Scaling Neo4j
Graph Database
Your Neo4j Graph Database provides unparalleled real-time data insights and deep understanding.
As its usage sprawls and scales new horizons, it needs to maintain the ability to rapidly navigate data relationships.
Why Graphs Need to Scale
When selecting a database, the platform’s ability to scale is crucial. How does the database handle large numbers of concurrent users, spikes in usage, and various geographies?
How Graphs Grow Very Large
A Variety of Graph Sizes
Here’s what different graph sizes may look like in practice as graphs grow. Operations and performance at scale become increasingly important:
Graphs of Things
Helps to visualize data and uncover questions to ask the database
Graphs of Transactions
Records official events against any of the “things”

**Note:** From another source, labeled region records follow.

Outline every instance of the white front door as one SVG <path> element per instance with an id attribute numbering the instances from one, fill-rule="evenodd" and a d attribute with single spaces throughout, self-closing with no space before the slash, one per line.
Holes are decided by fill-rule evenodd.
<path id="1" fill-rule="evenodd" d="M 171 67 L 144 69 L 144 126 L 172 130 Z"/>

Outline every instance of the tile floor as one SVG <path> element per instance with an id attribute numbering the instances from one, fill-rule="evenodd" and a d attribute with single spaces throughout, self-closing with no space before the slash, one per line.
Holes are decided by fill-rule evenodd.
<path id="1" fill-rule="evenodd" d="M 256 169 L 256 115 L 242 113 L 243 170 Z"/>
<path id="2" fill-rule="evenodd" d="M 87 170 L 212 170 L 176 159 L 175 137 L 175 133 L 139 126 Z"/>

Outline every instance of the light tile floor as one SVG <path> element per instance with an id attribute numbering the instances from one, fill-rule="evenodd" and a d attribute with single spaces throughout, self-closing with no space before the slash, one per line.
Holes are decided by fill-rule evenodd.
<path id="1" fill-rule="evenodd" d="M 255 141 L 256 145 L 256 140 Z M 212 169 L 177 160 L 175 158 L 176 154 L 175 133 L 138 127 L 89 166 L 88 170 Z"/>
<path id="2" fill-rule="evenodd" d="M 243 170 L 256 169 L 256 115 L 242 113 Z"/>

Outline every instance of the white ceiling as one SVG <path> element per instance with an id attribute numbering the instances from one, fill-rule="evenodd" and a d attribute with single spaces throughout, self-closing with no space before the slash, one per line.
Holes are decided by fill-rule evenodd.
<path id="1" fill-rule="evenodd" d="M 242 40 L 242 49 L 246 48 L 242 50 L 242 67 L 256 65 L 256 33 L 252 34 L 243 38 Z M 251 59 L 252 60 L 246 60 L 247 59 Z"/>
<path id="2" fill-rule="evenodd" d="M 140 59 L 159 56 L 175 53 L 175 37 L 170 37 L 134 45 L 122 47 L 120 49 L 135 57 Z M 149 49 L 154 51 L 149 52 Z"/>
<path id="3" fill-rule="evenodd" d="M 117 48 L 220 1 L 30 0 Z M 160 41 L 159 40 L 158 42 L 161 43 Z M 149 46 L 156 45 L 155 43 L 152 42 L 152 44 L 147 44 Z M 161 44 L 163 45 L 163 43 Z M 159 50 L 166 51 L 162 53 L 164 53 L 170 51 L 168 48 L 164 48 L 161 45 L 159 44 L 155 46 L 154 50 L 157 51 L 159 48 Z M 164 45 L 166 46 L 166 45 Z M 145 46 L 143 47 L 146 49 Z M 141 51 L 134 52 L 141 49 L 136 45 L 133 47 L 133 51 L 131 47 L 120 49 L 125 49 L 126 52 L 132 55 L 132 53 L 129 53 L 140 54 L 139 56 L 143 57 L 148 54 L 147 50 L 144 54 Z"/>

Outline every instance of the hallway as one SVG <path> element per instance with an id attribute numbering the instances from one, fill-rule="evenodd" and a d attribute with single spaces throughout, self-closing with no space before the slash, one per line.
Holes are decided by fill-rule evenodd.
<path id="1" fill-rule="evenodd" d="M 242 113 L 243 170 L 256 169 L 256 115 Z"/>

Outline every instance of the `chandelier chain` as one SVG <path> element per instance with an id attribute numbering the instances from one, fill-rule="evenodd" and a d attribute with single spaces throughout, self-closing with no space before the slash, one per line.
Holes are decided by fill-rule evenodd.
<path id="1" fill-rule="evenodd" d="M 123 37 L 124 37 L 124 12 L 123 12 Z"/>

Graph of Activity and/or Behavior
Records transactions, along with related activities
Neo4j’s scaling strategies
Autonomous Clustering
When throughput demand for the same dataset rises, Neo4j enables easy scale-out with Autonomous Clustering.
This architecture automatically allocates copies to the optimal servers based on default business rules or specified operational requirements.
Infinigraph
Data volume and sources inevitably grow over time, which creates a need to scale.

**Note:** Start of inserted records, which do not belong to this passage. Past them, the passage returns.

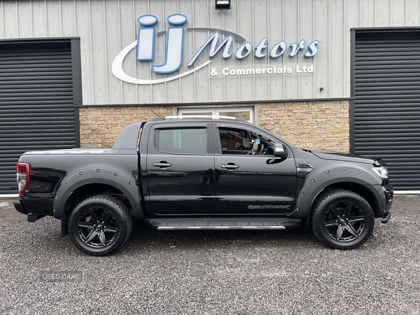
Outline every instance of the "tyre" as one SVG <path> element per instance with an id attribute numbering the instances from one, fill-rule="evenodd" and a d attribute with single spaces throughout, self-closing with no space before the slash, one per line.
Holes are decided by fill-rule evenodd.
<path id="1" fill-rule="evenodd" d="M 327 192 L 316 202 L 311 217 L 314 234 L 325 245 L 337 249 L 361 245 L 372 234 L 374 225 L 369 203 L 344 190 Z"/>
<path id="2" fill-rule="evenodd" d="M 89 255 L 108 255 L 127 241 L 132 221 L 118 198 L 90 197 L 77 205 L 69 218 L 69 234 L 77 248 Z"/>

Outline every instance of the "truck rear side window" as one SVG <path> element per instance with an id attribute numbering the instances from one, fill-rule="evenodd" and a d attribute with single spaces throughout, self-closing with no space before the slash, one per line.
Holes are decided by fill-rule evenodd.
<path id="1" fill-rule="evenodd" d="M 206 128 L 160 129 L 157 130 L 156 149 L 170 153 L 207 153 Z"/>

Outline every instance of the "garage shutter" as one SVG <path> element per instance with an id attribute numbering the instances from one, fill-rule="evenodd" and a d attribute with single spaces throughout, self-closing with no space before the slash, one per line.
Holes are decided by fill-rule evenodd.
<path id="1" fill-rule="evenodd" d="M 358 31 L 354 153 L 385 160 L 400 191 L 420 191 L 420 31 Z"/>
<path id="2" fill-rule="evenodd" d="M 76 146 L 71 69 L 69 41 L 0 42 L 0 197 L 22 153 Z"/>

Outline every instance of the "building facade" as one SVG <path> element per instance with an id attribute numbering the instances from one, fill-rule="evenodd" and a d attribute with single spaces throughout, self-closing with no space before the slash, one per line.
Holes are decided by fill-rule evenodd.
<path id="1" fill-rule="evenodd" d="M 382 158 L 420 191 L 417 0 L 0 4 L 0 195 L 25 150 L 110 147 L 130 122 L 191 113 Z"/>

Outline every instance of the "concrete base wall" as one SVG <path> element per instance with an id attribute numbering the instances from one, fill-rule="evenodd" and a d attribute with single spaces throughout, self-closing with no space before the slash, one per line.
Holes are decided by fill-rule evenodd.
<path id="1" fill-rule="evenodd" d="M 298 147 L 347 153 L 349 107 L 349 101 L 260 104 L 255 106 L 255 122 Z M 172 106 L 81 107 L 80 146 L 110 148 L 126 125 L 176 111 Z"/>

Infinigraph, the new distributed architecture, enables you to run operational and analytical workloads together in a single system at 100TB+ scale, without fragmenting the graph, duplicating infrastructure, or compromising performance.
A key capability of Infinigraph is property sharding, which helps you to scale out as your data grows. This technique keeps the structure of the graph in a single shard for performance and divides node and relationship properties into several shards running on Autonomous Clusters to achieve horizontal scalability for large graphs.
Fabric
If you have multiple graph databases for different sets of data, how do you treat your distributed graph as a cohesive whole?
The Neo4j Graph Database uses the Fabric architecture to bring these databases together. By quickly creating a composite database that federates a graph of all your remote graphs, you can perform a federated query across the entire graph.
Neo4j Ops Manager
As another side effect of scaling, today’s teams must cope with a growing number of scaled-out systems. They need a simple way to spin up new databases and administer, upgrade, and monitor them.
Neo4j Ops Manager empowers you to manage the Neo4j databases across all clusters and instances.